Für Reisende hat die Sanierung gravierende Folgen. Im Nahverkehr richtet die Bahn zusammen mit der Bayerischen Eisenbahngesellschaft ein dichtes Netz an Schienenersatzverkehr ein. Rund 90 Busse sind auf sechs Linien unterwegs; sie und die Wegweiser sind in auffälligem Purpur gestaltet, um die Orientierung zu erleichtern. Im Fernverkehr entfallen die Züge zwischen Nürnberg beziehungsweise Regensburg und Passau sowie weiter nach Wien komplett.
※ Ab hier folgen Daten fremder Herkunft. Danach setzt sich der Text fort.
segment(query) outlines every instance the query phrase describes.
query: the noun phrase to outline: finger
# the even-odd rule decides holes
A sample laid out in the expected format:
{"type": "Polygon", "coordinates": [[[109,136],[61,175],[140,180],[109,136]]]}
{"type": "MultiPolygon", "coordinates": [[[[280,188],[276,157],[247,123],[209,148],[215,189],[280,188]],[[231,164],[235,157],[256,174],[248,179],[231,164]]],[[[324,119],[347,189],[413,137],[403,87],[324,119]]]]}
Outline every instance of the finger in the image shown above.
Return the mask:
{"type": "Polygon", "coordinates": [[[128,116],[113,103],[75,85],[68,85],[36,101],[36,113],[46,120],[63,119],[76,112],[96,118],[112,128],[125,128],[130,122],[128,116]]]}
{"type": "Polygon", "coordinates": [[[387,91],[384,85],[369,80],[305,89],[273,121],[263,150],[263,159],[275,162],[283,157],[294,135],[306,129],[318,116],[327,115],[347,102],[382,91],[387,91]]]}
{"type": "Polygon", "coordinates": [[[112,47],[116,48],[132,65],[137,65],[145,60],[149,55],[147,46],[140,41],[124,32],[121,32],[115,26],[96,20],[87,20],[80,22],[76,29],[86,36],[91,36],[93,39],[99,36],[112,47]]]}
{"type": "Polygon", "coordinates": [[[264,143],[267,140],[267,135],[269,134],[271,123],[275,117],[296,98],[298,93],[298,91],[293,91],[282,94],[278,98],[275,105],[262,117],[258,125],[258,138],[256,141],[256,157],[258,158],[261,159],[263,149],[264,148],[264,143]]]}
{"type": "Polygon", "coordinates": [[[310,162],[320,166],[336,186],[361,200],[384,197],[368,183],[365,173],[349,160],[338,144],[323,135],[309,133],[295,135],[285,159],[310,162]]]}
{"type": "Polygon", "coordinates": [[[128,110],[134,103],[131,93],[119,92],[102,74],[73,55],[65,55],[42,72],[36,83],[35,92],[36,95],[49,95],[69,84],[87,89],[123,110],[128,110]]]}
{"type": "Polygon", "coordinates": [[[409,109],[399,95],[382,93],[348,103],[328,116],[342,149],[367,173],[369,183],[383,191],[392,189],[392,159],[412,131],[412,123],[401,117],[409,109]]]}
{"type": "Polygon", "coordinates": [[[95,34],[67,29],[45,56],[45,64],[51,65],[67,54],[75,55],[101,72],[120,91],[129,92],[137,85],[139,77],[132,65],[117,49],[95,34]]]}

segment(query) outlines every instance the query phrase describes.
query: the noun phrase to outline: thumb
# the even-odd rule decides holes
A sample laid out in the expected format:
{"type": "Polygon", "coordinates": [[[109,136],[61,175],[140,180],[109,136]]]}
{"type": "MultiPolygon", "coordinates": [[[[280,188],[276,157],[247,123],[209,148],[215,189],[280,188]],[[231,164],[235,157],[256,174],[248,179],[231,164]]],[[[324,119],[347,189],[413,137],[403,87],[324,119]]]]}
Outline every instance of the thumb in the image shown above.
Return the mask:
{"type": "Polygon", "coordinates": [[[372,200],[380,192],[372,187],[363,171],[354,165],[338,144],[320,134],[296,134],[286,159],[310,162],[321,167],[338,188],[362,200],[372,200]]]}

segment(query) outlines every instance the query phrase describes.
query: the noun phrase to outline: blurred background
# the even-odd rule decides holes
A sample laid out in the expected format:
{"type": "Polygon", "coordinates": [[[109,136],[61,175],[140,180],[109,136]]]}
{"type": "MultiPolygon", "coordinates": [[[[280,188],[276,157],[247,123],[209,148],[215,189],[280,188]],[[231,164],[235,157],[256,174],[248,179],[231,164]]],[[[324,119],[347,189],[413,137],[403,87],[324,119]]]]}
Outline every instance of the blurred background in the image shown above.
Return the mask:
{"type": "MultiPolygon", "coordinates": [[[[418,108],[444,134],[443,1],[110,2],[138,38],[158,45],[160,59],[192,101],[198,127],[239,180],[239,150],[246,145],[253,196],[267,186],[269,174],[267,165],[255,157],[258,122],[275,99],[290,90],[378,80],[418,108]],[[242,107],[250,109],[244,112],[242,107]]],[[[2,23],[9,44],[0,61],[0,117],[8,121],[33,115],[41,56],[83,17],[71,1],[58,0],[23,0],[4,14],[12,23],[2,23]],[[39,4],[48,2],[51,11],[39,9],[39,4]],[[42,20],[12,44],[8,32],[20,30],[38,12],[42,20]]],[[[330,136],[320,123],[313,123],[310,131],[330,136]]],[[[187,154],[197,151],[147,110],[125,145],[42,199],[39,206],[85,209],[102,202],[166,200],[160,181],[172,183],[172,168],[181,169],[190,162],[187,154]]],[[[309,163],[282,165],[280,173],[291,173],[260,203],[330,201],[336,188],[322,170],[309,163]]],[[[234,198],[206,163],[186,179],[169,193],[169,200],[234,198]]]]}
Fahrgäste Richtung Österreich werden auf Verbindungen über München verwiesen, zusätzliche Züge über Mühldorf und Salzburg sowie ein Ersatzbusangebot für Passauer Fernreisende sollen die Auswirkungen abfedern.

Aus der Politik kommt grundsätzliche Unterstützung, zugleich aber auch der Hinweis auf die Belastungen für Region und Wirtschaft. Der Parlamentarische Staatssekretär Ulrich Lange betonte, wer eine leistungsfähige, verlässliche Bahn wolle, müsse jetzt entschlossen modernisieren; am Ende profitierten Fahrgäste und Wirtschaftsstandort. Bayerns Verkehrsminister Christian Bernreiter sprach mit Blick auf den kurzen Abstand zur Baustelle Nürnberg–Regensburg von einer zweiten großen Belastung binnen kürzester Zeit für Fahrgäste und Unternehmen in Ostbayern. Für die Bahn ist der Korridor zwischen Regensburg und Passau zugleich Testfeld für die Strategie, ganze Streckenabschnitte in gebündelten Sperrpausen grundlegend zu erneuern, um langfristig die Pünktlichkeit zu verbessern.